I get into the car and start the engine. The headlights cut through the dark of the lot, illuminating the road ahead. I don't head toward my house. I just drive, letting the lines on the road pull me deeper into the night, realizing for the first time that the truth wasn't just coming—it was already here.
I just hadn't been brave enough to look it in the eye yet.
The house is dark when I pull into the driveway. It sits still and ordinary, lights off, windows blank, the kind of place that looks like it should feel settled by now. Instead, it feels emptied out.
I let myself in, the security system chirping softly before falling silent again. I don’t turn on the lights. I don’t need to. I know this place by heart, every corner and creak, but tonight it still feelsunfamiliar. Like I’m walking through something I built without ever fully moving into.
I pass through the foyer, my steps echoing faintly on the hardwood, past the dining room where we hosted small dinners and polite conversations, always careful, always contained. We played our roles well. Stable. Functional. Convincing enough that no one ever questioned what was missing.
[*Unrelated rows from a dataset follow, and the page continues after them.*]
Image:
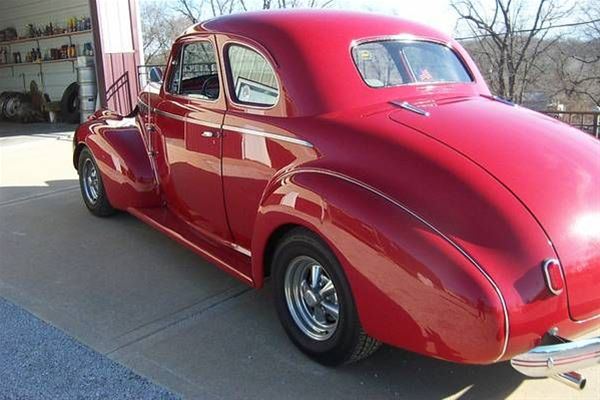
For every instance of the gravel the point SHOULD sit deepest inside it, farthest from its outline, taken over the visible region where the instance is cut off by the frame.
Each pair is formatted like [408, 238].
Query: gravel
[38, 361]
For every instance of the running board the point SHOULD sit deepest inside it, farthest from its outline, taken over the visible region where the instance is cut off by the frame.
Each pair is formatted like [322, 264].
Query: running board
[235, 262]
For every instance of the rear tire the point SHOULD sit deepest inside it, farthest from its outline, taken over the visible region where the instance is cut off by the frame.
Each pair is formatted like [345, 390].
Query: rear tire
[92, 188]
[324, 323]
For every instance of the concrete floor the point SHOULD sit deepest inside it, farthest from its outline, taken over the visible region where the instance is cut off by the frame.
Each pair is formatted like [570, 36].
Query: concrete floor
[144, 301]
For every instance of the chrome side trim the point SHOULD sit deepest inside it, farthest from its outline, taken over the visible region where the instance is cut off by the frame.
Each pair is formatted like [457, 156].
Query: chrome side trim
[430, 226]
[407, 106]
[238, 129]
[273, 136]
[240, 249]
[545, 266]
[181, 118]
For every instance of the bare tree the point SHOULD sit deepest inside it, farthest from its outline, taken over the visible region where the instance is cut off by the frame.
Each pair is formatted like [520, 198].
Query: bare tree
[577, 63]
[510, 41]
[194, 10]
[190, 9]
[159, 30]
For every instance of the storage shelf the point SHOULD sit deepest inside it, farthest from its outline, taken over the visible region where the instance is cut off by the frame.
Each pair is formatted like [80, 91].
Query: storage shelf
[38, 38]
[38, 62]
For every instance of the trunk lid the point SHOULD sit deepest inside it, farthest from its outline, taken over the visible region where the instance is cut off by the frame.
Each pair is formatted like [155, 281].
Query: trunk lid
[552, 168]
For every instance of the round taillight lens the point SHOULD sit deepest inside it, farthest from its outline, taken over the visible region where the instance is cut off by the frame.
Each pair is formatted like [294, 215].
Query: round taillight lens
[554, 276]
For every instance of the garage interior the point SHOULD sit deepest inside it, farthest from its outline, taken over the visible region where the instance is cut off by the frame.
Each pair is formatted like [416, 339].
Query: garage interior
[60, 60]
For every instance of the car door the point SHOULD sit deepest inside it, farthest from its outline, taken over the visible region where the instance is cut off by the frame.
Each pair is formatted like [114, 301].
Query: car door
[190, 117]
[257, 140]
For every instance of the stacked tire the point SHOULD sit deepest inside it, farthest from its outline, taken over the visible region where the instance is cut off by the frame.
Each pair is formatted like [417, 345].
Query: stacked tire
[10, 105]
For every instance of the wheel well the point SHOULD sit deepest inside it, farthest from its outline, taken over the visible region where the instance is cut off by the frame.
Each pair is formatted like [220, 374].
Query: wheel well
[274, 239]
[76, 154]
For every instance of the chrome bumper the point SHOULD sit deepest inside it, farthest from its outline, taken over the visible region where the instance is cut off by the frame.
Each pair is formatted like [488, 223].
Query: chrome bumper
[560, 360]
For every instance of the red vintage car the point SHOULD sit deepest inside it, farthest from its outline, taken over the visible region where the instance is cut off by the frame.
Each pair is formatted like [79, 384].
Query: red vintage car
[362, 164]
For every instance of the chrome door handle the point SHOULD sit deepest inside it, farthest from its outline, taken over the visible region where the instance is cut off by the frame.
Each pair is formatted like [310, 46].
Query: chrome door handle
[210, 134]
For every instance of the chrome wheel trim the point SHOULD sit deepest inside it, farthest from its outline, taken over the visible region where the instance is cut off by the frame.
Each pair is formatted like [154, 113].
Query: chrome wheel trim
[311, 298]
[91, 181]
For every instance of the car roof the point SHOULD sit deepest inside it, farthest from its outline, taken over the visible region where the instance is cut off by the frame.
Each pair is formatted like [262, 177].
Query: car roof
[311, 52]
[310, 24]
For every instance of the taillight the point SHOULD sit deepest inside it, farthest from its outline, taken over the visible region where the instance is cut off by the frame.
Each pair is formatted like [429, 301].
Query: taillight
[554, 277]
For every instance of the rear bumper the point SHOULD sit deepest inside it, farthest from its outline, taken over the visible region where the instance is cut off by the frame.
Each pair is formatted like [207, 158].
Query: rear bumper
[556, 359]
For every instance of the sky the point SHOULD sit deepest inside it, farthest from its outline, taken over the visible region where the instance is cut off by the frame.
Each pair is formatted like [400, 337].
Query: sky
[435, 13]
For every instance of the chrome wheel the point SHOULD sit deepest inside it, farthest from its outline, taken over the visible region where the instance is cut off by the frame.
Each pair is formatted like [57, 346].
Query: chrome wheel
[311, 298]
[91, 182]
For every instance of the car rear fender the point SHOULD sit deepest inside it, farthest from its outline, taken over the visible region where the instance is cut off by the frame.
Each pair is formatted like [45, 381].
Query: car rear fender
[413, 288]
[119, 150]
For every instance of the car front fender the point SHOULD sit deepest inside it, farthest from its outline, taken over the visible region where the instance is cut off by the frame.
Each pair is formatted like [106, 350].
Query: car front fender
[412, 286]
[119, 150]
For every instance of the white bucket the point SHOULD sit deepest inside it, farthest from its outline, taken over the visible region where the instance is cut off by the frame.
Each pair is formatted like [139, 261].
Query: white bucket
[87, 103]
[87, 89]
[86, 75]
[85, 114]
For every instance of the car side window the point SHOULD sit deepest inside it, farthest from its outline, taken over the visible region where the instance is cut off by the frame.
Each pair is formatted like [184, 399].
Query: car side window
[173, 83]
[253, 80]
[198, 76]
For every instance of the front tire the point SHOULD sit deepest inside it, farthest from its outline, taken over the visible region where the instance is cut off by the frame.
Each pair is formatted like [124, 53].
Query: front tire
[314, 301]
[92, 188]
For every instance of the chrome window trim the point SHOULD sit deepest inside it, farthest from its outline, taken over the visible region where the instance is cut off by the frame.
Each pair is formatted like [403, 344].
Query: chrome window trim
[226, 63]
[191, 97]
[381, 194]
[268, 135]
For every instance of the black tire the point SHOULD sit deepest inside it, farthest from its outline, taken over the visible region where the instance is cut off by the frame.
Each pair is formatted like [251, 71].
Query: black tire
[98, 204]
[349, 342]
[69, 104]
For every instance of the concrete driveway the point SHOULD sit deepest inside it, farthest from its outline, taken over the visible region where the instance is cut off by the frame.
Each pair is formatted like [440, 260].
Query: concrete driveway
[134, 295]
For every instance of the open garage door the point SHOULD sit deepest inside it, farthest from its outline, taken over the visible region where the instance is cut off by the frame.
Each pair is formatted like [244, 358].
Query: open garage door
[117, 41]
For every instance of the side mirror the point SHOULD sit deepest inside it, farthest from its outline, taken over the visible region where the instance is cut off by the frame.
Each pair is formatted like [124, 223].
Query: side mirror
[155, 75]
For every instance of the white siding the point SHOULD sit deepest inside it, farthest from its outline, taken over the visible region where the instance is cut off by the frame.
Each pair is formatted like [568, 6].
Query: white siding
[19, 13]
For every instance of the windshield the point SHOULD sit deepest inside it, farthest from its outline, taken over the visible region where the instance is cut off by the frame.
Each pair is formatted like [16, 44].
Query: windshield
[393, 62]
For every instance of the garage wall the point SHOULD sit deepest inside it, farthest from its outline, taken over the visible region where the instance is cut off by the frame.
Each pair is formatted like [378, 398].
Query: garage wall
[19, 13]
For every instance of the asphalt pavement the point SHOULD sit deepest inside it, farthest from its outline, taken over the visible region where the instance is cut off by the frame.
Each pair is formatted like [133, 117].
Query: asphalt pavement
[38, 361]
[141, 300]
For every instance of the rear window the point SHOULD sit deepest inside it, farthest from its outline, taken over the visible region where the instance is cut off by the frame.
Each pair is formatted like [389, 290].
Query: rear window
[394, 62]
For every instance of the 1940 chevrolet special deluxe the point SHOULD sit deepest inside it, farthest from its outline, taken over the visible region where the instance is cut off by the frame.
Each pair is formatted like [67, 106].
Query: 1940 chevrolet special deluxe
[362, 164]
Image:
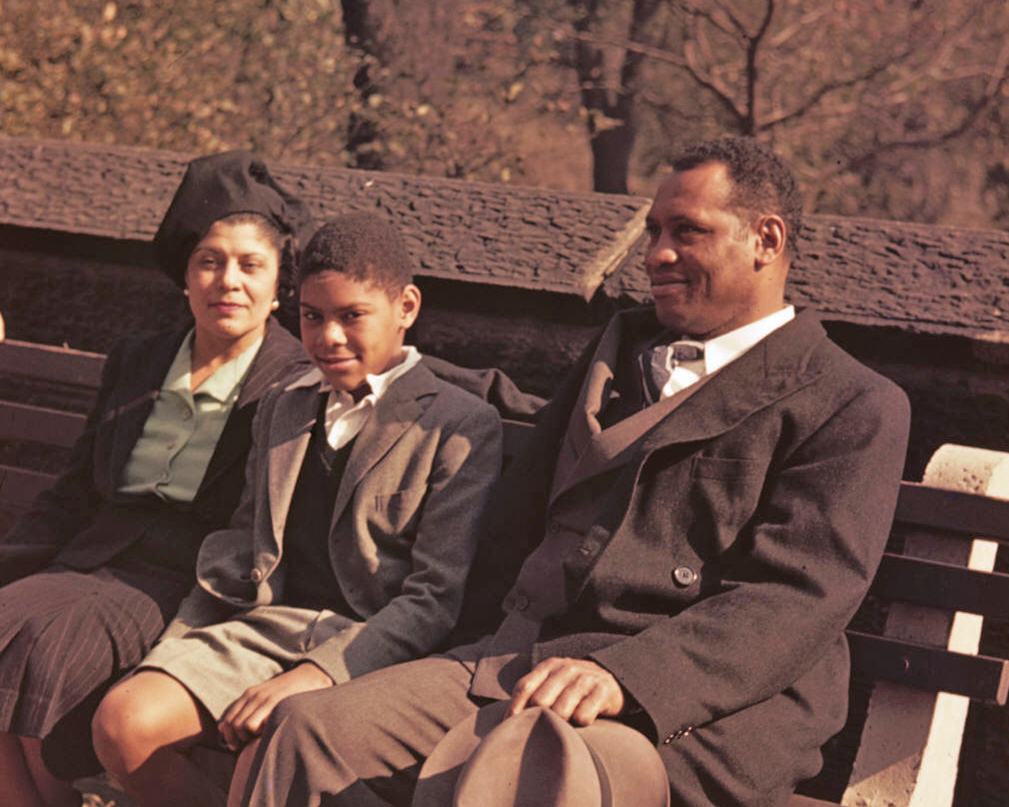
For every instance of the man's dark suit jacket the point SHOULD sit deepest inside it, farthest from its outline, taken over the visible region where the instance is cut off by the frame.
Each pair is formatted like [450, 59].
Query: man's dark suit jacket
[77, 523]
[711, 562]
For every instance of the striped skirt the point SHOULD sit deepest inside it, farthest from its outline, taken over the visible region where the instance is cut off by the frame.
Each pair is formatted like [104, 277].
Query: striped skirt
[66, 637]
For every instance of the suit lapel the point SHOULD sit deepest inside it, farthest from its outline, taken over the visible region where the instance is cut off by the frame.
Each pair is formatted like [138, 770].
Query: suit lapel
[291, 430]
[770, 370]
[278, 350]
[583, 425]
[136, 399]
[396, 412]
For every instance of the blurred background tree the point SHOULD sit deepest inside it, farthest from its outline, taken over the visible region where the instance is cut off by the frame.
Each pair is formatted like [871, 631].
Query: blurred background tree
[893, 110]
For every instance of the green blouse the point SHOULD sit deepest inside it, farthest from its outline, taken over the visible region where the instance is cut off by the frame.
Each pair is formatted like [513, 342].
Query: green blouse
[180, 436]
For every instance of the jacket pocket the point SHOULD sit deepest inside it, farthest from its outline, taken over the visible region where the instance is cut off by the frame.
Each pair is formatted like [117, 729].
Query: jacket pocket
[397, 513]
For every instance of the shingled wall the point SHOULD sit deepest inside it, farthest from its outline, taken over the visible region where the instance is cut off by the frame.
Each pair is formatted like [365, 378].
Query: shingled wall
[514, 276]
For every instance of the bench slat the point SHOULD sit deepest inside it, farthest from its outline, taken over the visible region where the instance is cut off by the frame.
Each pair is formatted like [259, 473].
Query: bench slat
[50, 363]
[39, 425]
[979, 677]
[971, 514]
[18, 487]
[942, 585]
[806, 801]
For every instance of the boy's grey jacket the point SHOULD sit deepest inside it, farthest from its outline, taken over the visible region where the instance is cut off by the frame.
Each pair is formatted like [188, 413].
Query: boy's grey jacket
[710, 561]
[404, 526]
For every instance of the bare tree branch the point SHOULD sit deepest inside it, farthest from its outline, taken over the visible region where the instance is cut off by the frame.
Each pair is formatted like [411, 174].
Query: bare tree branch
[827, 89]
[992, 91]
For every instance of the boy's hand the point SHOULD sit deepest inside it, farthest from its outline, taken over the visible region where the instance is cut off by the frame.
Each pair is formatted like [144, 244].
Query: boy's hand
[244, 718]
[577, 689]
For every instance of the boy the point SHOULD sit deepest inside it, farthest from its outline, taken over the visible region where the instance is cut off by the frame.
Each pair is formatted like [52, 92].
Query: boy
[352, 542]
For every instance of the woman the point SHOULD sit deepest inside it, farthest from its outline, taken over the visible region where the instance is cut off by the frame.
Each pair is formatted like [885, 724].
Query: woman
[100, 563]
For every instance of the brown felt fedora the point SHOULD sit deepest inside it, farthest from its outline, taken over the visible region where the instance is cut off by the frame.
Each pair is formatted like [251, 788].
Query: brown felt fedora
[537, 759]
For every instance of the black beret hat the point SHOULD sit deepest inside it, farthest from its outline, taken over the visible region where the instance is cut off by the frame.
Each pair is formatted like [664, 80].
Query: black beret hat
[218, 186]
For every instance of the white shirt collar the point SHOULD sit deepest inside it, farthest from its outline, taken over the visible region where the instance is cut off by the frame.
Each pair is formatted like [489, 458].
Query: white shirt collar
[668, 376]
[722, 349]
[344, 417]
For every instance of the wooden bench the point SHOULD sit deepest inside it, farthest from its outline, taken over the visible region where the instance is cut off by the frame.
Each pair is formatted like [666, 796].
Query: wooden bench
[929, 573]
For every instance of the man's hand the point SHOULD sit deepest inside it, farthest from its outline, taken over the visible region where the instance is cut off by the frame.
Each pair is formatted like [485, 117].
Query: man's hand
[244, 718]
[577, 689]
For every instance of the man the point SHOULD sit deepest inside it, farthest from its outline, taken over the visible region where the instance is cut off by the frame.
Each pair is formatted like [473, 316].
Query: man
[680, 548]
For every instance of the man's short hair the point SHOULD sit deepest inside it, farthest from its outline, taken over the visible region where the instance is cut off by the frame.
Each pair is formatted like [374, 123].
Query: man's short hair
[763, 182]
[363, 246]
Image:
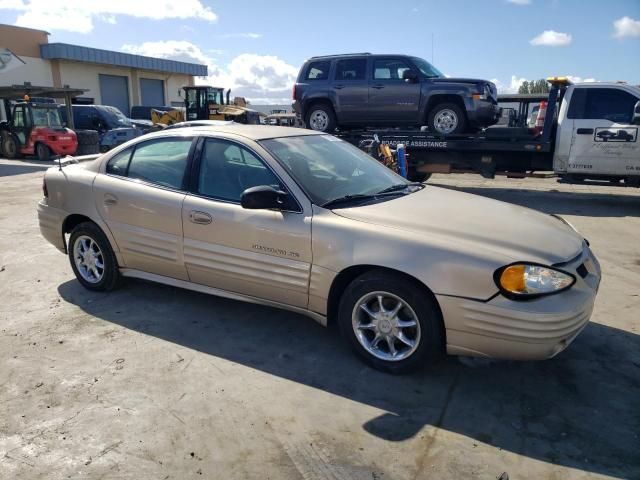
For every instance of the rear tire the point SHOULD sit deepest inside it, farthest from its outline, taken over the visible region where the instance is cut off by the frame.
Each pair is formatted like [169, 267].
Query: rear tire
[321, 118]
[408, 338]
[43, 152]
[92, 258]
[447, 119]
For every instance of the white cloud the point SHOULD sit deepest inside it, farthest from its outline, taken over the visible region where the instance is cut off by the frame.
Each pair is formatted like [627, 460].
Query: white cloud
[551, 38]
[78, 15]
[241, 35]
[511, 87]
[626, 27]
[259, 78]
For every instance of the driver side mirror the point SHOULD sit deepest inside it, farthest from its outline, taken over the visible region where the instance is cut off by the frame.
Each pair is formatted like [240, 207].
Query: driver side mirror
[263, 197]
[410, 76]
[635, 119]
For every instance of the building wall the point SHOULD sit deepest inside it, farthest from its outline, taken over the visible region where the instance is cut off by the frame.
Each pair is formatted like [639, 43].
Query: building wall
[85, 75]
[37, 71]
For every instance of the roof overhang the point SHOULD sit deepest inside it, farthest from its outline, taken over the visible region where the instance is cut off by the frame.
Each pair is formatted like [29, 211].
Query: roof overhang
[17, 92]
[77, 53]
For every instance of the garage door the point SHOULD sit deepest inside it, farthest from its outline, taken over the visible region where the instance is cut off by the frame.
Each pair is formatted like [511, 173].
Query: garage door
[114, 91]
[152, 92]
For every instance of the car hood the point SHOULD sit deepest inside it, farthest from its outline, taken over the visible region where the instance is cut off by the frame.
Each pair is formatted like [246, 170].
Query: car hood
[518, 233]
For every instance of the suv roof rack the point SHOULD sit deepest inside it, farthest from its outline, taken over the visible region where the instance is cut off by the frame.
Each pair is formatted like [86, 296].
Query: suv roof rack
[341, 55]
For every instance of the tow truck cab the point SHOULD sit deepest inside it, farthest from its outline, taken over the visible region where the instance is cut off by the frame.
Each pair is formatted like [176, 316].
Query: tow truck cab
[597, 133]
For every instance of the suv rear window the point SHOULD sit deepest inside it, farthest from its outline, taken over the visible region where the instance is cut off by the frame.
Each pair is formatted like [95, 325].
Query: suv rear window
[318, 70]
[389, 69]
[353, 69]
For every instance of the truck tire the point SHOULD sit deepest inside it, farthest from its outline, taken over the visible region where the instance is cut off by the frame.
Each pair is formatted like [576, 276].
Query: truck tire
[10, 147]
[43, 152]
[321, 118]
[446, 119]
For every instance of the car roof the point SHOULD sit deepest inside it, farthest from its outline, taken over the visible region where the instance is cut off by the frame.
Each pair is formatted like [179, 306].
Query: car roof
[252, 132]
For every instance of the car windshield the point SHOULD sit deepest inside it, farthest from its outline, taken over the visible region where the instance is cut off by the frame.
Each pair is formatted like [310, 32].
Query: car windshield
[328, 169]
[426, 68]
[115, 118]
[46, 117]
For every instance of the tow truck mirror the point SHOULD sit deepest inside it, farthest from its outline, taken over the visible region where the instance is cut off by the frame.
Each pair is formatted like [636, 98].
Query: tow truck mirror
[409, 76]
[636, 114]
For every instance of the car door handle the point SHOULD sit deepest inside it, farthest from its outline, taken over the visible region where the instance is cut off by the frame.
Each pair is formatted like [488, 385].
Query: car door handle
[110, 200]
[200, 217]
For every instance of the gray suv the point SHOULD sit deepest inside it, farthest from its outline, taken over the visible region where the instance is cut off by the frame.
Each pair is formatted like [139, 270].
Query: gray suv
[365, 90]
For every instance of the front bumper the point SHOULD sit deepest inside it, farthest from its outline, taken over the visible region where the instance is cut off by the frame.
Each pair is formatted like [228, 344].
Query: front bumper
[523, 330]
[50, 220]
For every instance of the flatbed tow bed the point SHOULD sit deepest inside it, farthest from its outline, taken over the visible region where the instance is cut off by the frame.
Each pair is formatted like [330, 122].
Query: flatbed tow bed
[512, 151]
[521, 151]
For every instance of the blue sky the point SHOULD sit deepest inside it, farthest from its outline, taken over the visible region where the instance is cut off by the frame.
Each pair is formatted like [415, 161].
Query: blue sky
[257, 46]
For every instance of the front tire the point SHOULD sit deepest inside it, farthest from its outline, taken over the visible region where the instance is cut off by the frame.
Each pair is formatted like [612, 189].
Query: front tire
[10, 148]
[446, 119]
[43, 152]
[390, 322]
[321, 118]
[92, 258]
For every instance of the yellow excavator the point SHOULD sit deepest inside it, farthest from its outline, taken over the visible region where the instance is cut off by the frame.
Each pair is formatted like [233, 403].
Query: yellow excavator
[210, 103]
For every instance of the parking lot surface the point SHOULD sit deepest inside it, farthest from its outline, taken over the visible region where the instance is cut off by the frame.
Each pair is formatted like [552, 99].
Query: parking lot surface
[153, 382]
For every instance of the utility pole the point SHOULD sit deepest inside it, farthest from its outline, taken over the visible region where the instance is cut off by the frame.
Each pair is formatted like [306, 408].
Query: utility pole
[432, 40]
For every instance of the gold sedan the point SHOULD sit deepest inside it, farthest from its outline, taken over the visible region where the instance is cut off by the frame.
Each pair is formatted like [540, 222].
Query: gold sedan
[304, 221]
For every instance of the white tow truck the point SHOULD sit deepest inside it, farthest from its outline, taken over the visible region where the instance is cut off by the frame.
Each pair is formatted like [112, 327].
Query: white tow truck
[583, 132]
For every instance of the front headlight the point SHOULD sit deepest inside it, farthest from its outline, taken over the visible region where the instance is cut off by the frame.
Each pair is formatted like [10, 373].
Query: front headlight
[527, 280]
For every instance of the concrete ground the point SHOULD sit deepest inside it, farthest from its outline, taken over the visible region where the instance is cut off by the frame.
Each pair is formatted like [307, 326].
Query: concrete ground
[152, 382]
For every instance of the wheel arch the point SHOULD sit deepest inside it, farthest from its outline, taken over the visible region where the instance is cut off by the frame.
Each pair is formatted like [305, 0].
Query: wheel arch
[439, 98]
[75, 219]
[346, 276]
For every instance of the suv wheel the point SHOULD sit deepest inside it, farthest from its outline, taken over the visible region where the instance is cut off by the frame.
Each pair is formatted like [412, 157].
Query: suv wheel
[321, 118]
[390, 322]
[446, 119]
[92, 258]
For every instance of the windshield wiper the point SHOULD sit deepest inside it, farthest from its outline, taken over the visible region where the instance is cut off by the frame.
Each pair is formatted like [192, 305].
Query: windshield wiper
[346, 198]
[400, 186]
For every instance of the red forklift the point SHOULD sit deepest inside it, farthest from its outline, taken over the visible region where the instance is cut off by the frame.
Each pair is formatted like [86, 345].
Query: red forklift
[35, 129]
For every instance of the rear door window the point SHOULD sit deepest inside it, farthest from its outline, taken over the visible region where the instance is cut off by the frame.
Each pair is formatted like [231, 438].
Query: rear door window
[161, 162]
[318, 70]
[352, 69]
[389, 69]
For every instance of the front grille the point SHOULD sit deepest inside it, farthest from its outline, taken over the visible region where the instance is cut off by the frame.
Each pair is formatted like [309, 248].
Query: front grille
[582, 271]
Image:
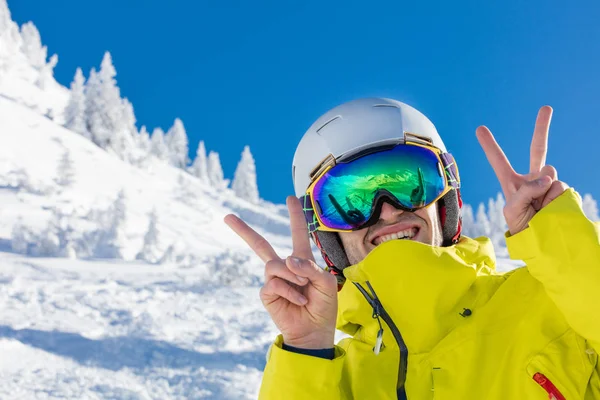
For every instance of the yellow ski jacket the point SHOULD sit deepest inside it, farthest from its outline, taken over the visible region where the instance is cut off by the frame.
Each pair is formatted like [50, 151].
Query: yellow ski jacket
[450, 327]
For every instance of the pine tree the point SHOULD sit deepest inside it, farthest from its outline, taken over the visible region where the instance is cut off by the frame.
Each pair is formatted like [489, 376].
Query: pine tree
[200, 166]
[143, 141]
[590, 207]
[104, 107]
[75, 110]
[215, 171]
[159, 147]
[123, 140]
[244, 182]
[150, 251]
[65, 173]
[177, 143]
[114, 238]
[46, 75]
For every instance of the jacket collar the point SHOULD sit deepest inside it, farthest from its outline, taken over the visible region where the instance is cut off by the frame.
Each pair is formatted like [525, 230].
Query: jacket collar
[424, 289]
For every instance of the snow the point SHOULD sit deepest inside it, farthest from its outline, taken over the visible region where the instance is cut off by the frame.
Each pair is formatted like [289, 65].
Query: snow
[175, 314]
[190, 327]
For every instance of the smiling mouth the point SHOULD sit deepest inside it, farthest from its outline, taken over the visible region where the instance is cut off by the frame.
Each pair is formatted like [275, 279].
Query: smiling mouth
[405, 234]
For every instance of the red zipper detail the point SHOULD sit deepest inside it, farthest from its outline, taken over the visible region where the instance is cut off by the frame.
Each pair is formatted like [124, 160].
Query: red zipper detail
[553, 392]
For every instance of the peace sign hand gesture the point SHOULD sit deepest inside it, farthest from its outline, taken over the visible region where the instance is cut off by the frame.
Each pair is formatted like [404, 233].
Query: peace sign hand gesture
[525, 194]
[299, 295]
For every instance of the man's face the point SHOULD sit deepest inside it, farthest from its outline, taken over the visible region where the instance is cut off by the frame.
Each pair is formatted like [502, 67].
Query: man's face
[422, 226]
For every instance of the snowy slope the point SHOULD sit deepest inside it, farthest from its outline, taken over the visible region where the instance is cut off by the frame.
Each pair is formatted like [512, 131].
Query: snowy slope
[114, 329]
[86, 327]
[98, 329]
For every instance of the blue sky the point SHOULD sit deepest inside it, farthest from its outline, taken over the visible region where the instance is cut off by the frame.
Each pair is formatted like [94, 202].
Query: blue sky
[259, 73]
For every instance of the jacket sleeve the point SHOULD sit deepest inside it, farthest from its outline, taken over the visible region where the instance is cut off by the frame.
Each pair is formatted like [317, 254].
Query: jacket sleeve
[561, 248]
[292, 376]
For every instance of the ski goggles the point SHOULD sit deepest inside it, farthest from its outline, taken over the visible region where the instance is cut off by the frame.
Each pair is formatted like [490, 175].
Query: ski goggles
[345, 195]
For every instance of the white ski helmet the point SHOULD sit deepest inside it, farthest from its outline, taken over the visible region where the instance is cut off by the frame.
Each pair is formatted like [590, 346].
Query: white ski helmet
[355, 126]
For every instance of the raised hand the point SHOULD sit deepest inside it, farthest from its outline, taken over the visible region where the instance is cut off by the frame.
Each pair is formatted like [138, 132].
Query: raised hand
[527, 193]
[299, 295]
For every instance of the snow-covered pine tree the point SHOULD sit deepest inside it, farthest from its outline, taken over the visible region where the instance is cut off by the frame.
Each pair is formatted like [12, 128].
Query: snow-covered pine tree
[150, 252]
[177, 143]
[114, 239]
[143, 141]
[32, 46]
[123, 139]
[468, 221]
[75, 110]
[104, 107]
[200, 166]
[215, 171]
[590, 207]
[65, 172]
[47, 74]
[159, 147]
[244, 181]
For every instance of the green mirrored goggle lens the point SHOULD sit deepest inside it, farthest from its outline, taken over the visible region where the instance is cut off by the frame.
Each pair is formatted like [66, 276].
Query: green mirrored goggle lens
[346, 195]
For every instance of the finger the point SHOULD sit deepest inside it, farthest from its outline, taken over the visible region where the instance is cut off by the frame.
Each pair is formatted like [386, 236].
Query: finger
[529, 191]
[277, 287]
[504, 171]
[277, 268]
[555, 190]
[549, 170]
[300, 238]
[320, 279]
[257, 243]
[539, 142]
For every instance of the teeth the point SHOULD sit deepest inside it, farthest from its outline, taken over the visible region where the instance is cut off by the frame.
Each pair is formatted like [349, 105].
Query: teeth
[402, 235]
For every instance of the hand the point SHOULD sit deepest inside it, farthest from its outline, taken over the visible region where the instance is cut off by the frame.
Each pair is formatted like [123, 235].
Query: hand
[300, 297]
[525, 194]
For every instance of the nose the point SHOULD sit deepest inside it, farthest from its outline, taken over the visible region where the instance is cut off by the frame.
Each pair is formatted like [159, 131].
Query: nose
[389, 212]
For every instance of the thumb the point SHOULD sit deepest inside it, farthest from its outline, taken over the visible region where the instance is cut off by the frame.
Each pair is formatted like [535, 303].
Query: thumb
[320, 278]
[532, 190]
I end up in the kitchen, heading for the scotch, but Griffin's words still burn low in my chest, sharper than anything alcohol could dull. I stop at the island instead, staring at the small stack of mail with Sierra's name on it.
The house isn’t what it was when she was here.
It’s been reduced to what’s necessary. Clean lines. Clear surfaces. Nothing left that asks to be remembered. No half-finished projects. No personal touches that linger out of habit instead of intention.
I tell myself it looks fine but it doesn’t feel fine.
I stand there longer than I mean to, staring at nothing in particular, aware of how empty the room feels without being able to name what’s missing. It’s not her things. It’s not the arguments or the routines or even the loss itself.